Jul 6, 2009

Effects of Parental Power: Resistance, Defiance, Rebellion, Negativism

A parent recalled this typical incident with her father:

PARENT: If you don't stop talking, you're going to get my hand across your face.
CHILD: Go ahead, hit me!
PARENT: (Hits child.)
CHILD: Hit me again, harder. I won't stop!

Some children rebel against parents' use of authority by doing exactly the opposite of what their parents desire them to do. One mother told us:

"There were three main things we used our authority to try to get our daughter to do--be neat and orderly, go to church, and refrain from drinking. We were always strict about these things. Now we know that her house is a mess, she doesn't set foot in church, and she has cocktails almost every night."

An adolescent revealed in one of his therapy sessions with me:

"I won't even try to get good grades in school, 'cause my parents have pushed me so hard to be a good student.
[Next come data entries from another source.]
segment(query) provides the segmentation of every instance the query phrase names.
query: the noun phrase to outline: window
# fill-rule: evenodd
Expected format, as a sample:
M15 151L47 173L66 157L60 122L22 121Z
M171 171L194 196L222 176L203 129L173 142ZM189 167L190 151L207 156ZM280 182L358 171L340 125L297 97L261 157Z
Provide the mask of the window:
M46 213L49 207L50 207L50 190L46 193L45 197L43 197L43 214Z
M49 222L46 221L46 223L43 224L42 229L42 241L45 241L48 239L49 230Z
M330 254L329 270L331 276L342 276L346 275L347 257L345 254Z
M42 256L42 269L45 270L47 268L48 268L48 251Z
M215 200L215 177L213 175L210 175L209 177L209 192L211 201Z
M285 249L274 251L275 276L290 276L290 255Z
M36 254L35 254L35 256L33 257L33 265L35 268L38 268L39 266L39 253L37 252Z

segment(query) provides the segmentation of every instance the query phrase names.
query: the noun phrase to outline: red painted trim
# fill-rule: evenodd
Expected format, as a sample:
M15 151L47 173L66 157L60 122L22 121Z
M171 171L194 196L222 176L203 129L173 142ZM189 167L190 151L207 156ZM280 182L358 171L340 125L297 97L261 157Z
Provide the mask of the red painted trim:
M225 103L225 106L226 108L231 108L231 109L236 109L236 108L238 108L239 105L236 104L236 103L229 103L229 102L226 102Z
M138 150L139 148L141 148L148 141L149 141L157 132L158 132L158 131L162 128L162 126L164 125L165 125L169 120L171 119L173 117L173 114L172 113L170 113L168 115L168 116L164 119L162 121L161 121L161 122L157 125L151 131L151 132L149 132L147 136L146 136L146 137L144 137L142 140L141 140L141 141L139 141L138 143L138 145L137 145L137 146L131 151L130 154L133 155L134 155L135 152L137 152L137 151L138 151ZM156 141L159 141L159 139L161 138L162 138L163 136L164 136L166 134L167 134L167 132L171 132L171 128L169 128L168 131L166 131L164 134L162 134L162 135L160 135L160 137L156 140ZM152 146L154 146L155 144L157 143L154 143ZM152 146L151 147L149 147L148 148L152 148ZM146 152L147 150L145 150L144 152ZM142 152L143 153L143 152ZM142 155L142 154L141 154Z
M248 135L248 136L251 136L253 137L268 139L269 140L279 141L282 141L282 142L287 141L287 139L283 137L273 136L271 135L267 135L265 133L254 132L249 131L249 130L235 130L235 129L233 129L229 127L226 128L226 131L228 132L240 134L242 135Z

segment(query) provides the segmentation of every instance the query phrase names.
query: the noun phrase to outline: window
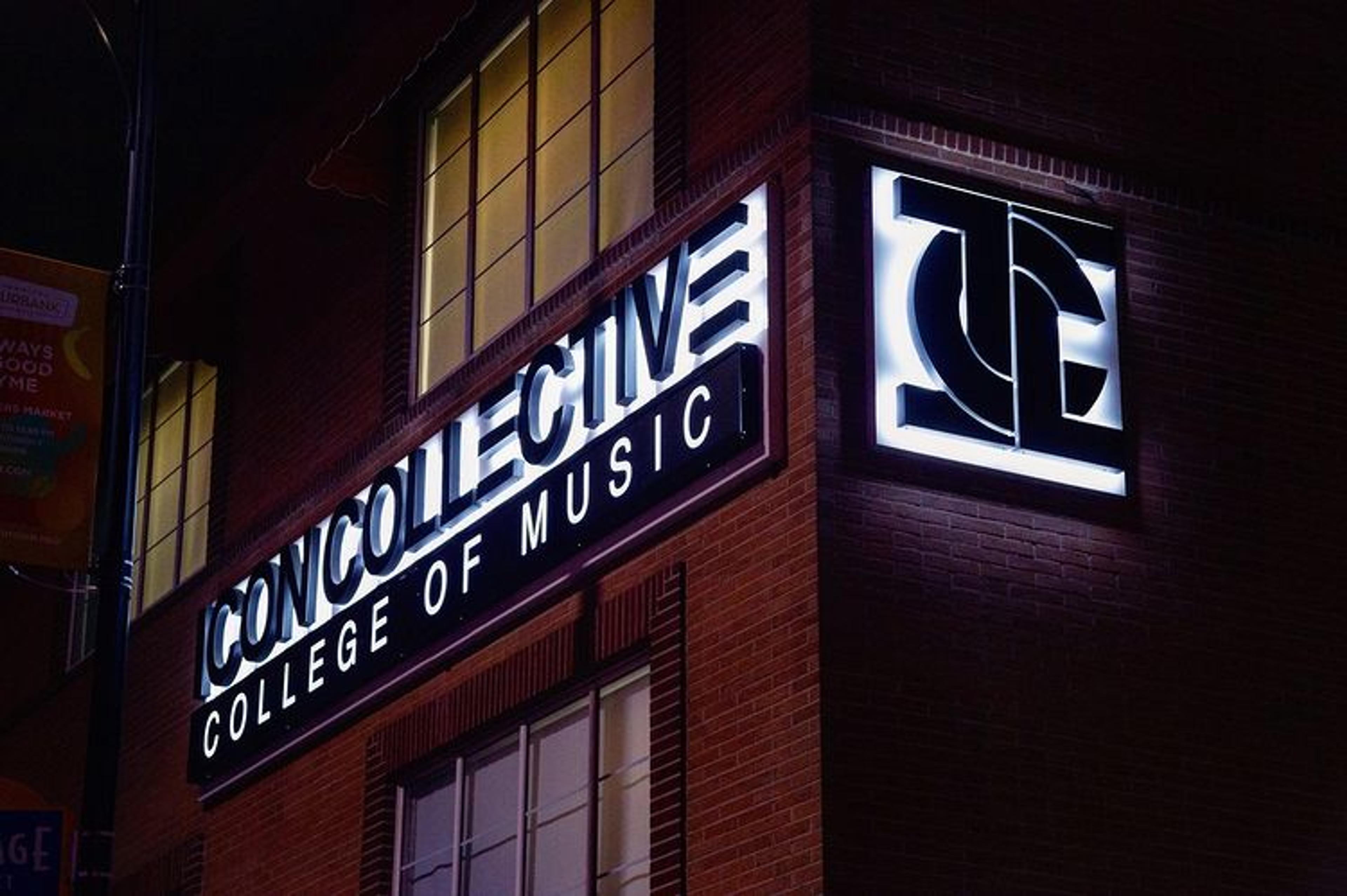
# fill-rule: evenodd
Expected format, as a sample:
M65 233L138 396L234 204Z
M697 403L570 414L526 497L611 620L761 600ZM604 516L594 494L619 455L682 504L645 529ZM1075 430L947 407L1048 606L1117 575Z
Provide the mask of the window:
M139 614L206 565L216 368L175 362L145 389L136 469L135 570Z
M653 210L652 0L546 0L426 117L418 392Z
M649 672L454 757L401 794L399 896L649 892Z

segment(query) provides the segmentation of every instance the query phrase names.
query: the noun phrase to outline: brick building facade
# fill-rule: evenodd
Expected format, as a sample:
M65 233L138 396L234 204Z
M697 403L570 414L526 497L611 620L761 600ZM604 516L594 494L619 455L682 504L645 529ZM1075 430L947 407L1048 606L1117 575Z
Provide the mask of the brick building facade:
M151 335L218 371L209 547L132 624L114 892L450 892L411 883L439 873L408 858L424 775L632 670L647 864L577 892L1340 892L1347 265L1321 18L656 0L649 214L422 391L420 133L541 16L506 5L353 15L360 51L244 174L171 199ZM876 167L1110 229L1122 494L876 443ZM436 629L189 780L233 694L198 694L202 613L645 272L667 286L750 195L768 322L745 453L474 609L481 632ZM89 667L63 667L63 608L7 589L31 621L0 635L0 776L75 807Z

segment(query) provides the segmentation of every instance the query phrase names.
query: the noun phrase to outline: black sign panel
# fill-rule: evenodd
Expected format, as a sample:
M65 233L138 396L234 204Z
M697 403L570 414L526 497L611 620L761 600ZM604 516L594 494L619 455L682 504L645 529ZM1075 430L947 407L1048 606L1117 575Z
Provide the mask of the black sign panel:
M199 706L189 777L298 737L757 445L761 380L760 349L730 348Z

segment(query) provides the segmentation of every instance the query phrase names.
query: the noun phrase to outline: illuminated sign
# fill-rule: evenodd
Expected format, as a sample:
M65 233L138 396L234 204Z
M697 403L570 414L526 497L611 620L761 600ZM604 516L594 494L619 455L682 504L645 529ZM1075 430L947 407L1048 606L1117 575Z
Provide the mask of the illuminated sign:
M3 561L89 566L108 283L106 271L0 249Z
M766 233L760 187L218 596L189 776L247 771L760 457Z
M1115 230L870 170L878 445L1126 493Z

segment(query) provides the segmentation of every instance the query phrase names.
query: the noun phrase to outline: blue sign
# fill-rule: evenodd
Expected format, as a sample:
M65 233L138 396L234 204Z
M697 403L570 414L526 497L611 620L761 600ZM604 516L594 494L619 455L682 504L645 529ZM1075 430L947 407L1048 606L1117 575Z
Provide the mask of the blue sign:
M61 893L59 810L0 811L0 896Z

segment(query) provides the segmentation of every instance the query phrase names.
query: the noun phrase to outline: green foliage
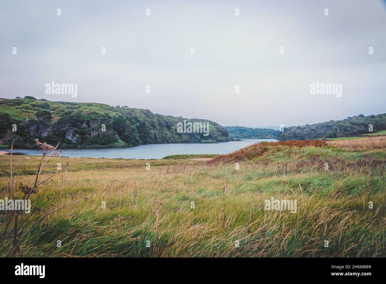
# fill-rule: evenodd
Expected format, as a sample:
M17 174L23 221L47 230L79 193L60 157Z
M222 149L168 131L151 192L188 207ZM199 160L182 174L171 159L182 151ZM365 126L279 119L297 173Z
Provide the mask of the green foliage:
M205 119L163 116L127 106L50 102L27 97L0 99L0 144L9 145L13 139L16 139L16 147L33 146L34 140L37 138L51 144L60 141L62 147L122 147L231 140L222 127ZM209 135L178 133L177 123L184 119L209 122ZM11 122L17 125L15 133L10 130Z
M369 131L369 124L372 124L373 132ZM377 135L377 132L385 129L386 113L367 116L360 114L343 120L330 120L311 125L284 128L283 133L278 133L276 139L282 140L335 139L344 136Z
M231 138L274 139L278 130L266 128L250 128L243 126L224 126Z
If I got good grades it would make them feel pleased--like they were right or like they won. I'm not going to let them feel that way. So I don't study."

Another adolescent talked about his reaction to his parents' "hassling" him about his long hair:

"I guess I might cut it if they didn't hassle me so much. But as long as they try to make me cut it, I'm going to keep it long."

Such reactions to adult authority are almost universal. Children have been defying and rebelling against adult authority for generations. History suggests little differences between today's youth and those at other times. Children, like adults, fight furiously when their freedom is threatened, and there have been threats to the freedom of children at all stages in history. One way for children to cope with threats to their freedom and independence is to fight against those who would take it away.